Far-right family feud deepens as the National Front's patriarch is suspended from the party he founded
France's National Front has suspended its founder Jean-Marie Le Pen following a string of inflammatory remarks and an ongoing family feud.
Described as the far-right party's "old warhorse", recent comments in which he has belittled the Holocaust, voiced support for Philippe Petain - the leader of France's Nazi-collaborationist Vichy regime - and said the Ebola virus could wipe out France's immigration problem in three months, have proved too much.
Relations between Jean-Marie and his daughter Marine Le Pen, the current president of the party, have frayed in recent years as a result of his increasingly controversial views.
Ahead of a disciplinary hearing which Le Pen senior refused to attend, Marine Le Pen said that her father "should no longer be able to speak in the name of the National Front".
He has threatened to take legal action against his suspension and says he has disowned his daughter, The Guardian reports. "I am ashamed that the president of the Front National has my name and I hope she loses it as soon as possible."
In the coming months, members will vote on a proposal to strip the 86-year old of his title of honorary president of the party. Le Pen still holds on to his seat in the European Parliament and his position as a regional councillor.
But there are risks to the party cutting itself free from the ageing patriarch, says the BBC's Hugh Schofield. "Le Pen pere will be a nuisance till his last dying breath. The old guard will grumble. Marine Le Pen's enemies will say nothing really has changed," he warns.
Marine Le Penn has long tried to distance herself from her father's racist and anti-Semitic comments, attempting to rebrand and modernise the party her father founded almost half a century ago. But, while she may have persuaded some voters, not everyone is convinced.
Marine Le Pen's rise to power
"The Le Pen dining room table was the home of French far-right," with Marine and her two sisters exposed to politics at breakfast, lunch and dinner, writes Le Figaro. Though she began campaigning for the National Front with her father at the age of 13, Le Pen didn't go straight into politics. After graduating from one of France's top law schools, she worked as a public defender taking pro bono cases. "That meant acting at times for illegal immigrants, something some of her rivals in the National Front still hold against her," the BBC reported in 2012.
In 1998, she quit her job and became the head of the National Front's legal department. Soon after, she stood as a parliamentary candidate, eventually getting elected to the European parliament in 2004. She assumed control of the party in 2011 when her father retired.
What does her party stand for?
"Our people demand one type of politics: politics of the French, for the French, with the French. They no longer want to be directed from outside," Le Pen told supporters at a victory rally last year.
Her nationalist, conservative, eurosceptic party is pushing to abolish free borders in Europe, and she has said that she believed that strengthening national borders would halt the free movement of jihadists across the continent. "The nation's border is the nation's first defence against Islamic fundamentalism," she said at a recent debate at the Oxford Union which drew crowds of protesters.
Le Pen is against gay marriage, anti abortion and wants to drop the euro in favour of the franc. She rejects the 'far-right' label, saying it marginalises a party with a wide and significant support base, even though her views on immigration are considered so "toxic" that even Ukip has refused to do a deal with her party in the European parliament.

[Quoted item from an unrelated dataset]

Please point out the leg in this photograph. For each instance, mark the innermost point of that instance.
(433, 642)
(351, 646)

Le Pen's voters are made up of the "victims of globalisation," argues Sylvain Crepon, a sociologist who specialises in the French far right. “They are the small shopkeepers who are going under because of the economic crisis and competition from the out-of-town hypermarkets; they are low-paid workers from the private sector; the unemployed," he told the BBC.

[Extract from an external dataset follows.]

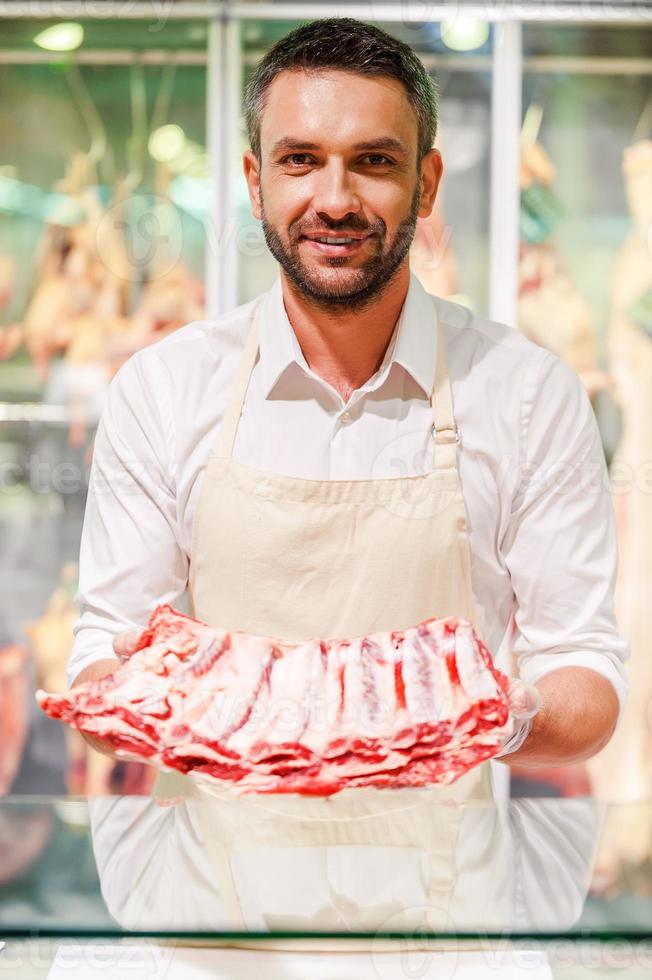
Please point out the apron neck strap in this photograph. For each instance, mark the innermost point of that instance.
(445, 429)
(229, 426)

The presidential election in 2012 and last year's European election saw Le Pen's support base widen, with more women than ever before voting for the National Front. She is viewed by many voters as far more moderate than her father, and has sought to associate herself with more mainstream political parties across Europe, reports The New York Times.

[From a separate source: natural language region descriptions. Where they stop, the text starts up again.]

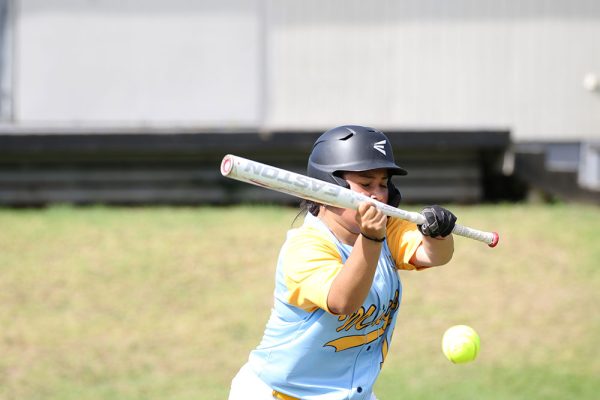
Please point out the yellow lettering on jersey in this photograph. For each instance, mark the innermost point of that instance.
(347, 342)
(357, 321)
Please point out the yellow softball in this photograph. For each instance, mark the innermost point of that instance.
(460, 344)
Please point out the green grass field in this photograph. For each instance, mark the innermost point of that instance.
(166, 303)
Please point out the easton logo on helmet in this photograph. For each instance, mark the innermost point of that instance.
(379, 147)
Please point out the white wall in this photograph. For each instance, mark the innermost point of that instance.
(275, 64)
(138, 62)
(427, 64)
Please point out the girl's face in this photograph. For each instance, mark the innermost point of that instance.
(371, 183)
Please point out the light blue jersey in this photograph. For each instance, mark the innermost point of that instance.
(307, 352)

"She doesn't make racist or xenophobic statements," one female voter told Al Jazeera, explaining that she would never have voted for Le Pen senior.
The National Front is becoming increasingly popular with young voters, argued Nigel Horne last year in TheWeek.co.uk. "With unemployment at record levels, and Hollande's government making little or no progress in its attempts to revive the French economy, the young have put their collective foot down."
Her critics argue that, despite her promises, Le Pen has failed to tone down her father's anti-Semitic and Islamophobic rhetoric. She once compared Muslims praying outside mosques in France with the Nazi occupation, later justifying her comments by saying she was merely giving voice to what many other people felt. "[Although] there are no tanks, there are no soldiers, it is nevertheless an occupation and it weighs heavily on local residents," she said.
Libération, the left-wing French newspaper, responded to her comments with an editorial, which read: "She is indeed more dangerous even than her father. Given a lick of paint by Marine, xenophobia is back in the spotlight.”